Attorney General Tong Urges FDA to Protect Children from Toxic Metals in Baby Food
(Hartford, CT) – Attorney General William Tong today joined a coalition of 23 attorneys general petitioning the U.S. Food and Drug Administration (FDA) to protect the health and well-being of babies across the United States by accelerating actions to remove toxic heavy metals found in infant and toddler foods. The petition responds to rising alarm about the health hazards posed by dangerous heavy metals in these foods, and the failure of baby food brands and their suppliers to aggressively reduce these hazards.
“As a father of three, I’ve purchased a lot of baby food over the years. I trusted that food was safe for my kids. Now we’ve learned that some of the food we assumed was safe contains toxic metals, including arsenic, lead, cadmium, and mercury. The Food and Drug Administration is responsible for ensuring the safety of our food supply and has an obligation to act quickly to protect infants and toddlers from this unacceptable toxic exposure,” said Attorney General Tong.
Guidance from the American Academy of Pediatrics on preventing heavy metal exposure can be found here.
In February 2021, the U.S. House of Representatives’ Oversight and Reform Committee’s Subcommittee on Economic and Consumer Policy published a report that determined that there are high levels of toxic heavy metals — including arsenic, lead, cadmium, and mercury— in baby foods being sold by at least four of the nation’s seven largest manufacturers. The subcommittee issued a follow-up report last month that urged the FDA “to move expeditiously to set limits for arsenic, lead, cadmium, and mercury in baby foods.”
Though the FDA does set limits on toxic metals in other consumable products — like bottled water, juice, and candy — the agency has failed to adequately regulate baby food, and has, so far, only established just one action level for one type of heavy metal (inorganic arsenic) in one type of baby food product (infant rice cereal). This lack of oversight comes despite the fact that the FDA has concluded that babies’ and young children’s smaller body sizes and metabolisms make them more vulnerable to the harmful neurotoxic effects of these metals.
The petition sent by the attorneys general seeks to strengthen protections for young children by urging the FDA to issue interim action levels for limiting heavy metal contamination in baby food more swiftly than the timelines announced by the FDA in their “Closer to Zero plan,” announced this past April.

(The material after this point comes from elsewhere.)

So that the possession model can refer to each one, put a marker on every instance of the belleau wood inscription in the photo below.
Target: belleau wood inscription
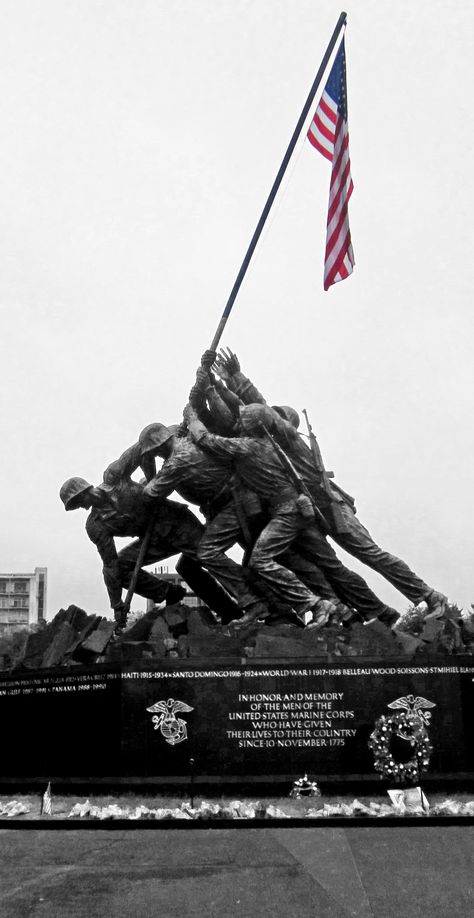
(274, 722)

Under that plan, the FDA would propose guidance on limiting lead in baby food by the middle of 2022, guidance for limiting inorganic arsenic by April 2024, and guidance for limiting cadmium and mercury sometime after April 2024. The members of the “Baby Food Council” — a group created in 2019 by four of the largest baby food brands — have not publicly committed to meeting any particular voluntary targets for reducing the levels of heavy metals in their products, pending FDA action.
Specifically, today’s petition calls on the FDA to:
• Propose science-based, achievability-focused interim limits for inorganic arsenic, lead, cadmium, and mercury in relevant categories of infant and toddler foods;
• Propose a lower limit for inorganic arsenic in infant rice cereal than that currently set forth in FDA guidance; and
• Instruct all baby food manufacturers to test their finished products for toxic heavy metals.
The coalition of attorneys general urge the FDA to take these actions no later than April 2022, the shortest timeframe for requesting FDA action on a petition under the agency’s regulations.
In sending today’s petition to the FDA, Attorney General Tong joins the attorneys general of New York, California, Colorado, Delaware, Hawaii, Illinois, Iowa Massachusetts, Maine, Maryland, Michigan, Minnesota, Nevada, New Jersey, New Mexico, Oregon, Pennsylvania, Vermont, Washington and Wisconsin. The coalition was led by New York Attorney General Letitia James.
Assistant Attorney General Jill Lacedonia, and Matthew Levine, Deputy Associate Attorney General/Chief of the Environment Section are assisting the Attorney General in this matter.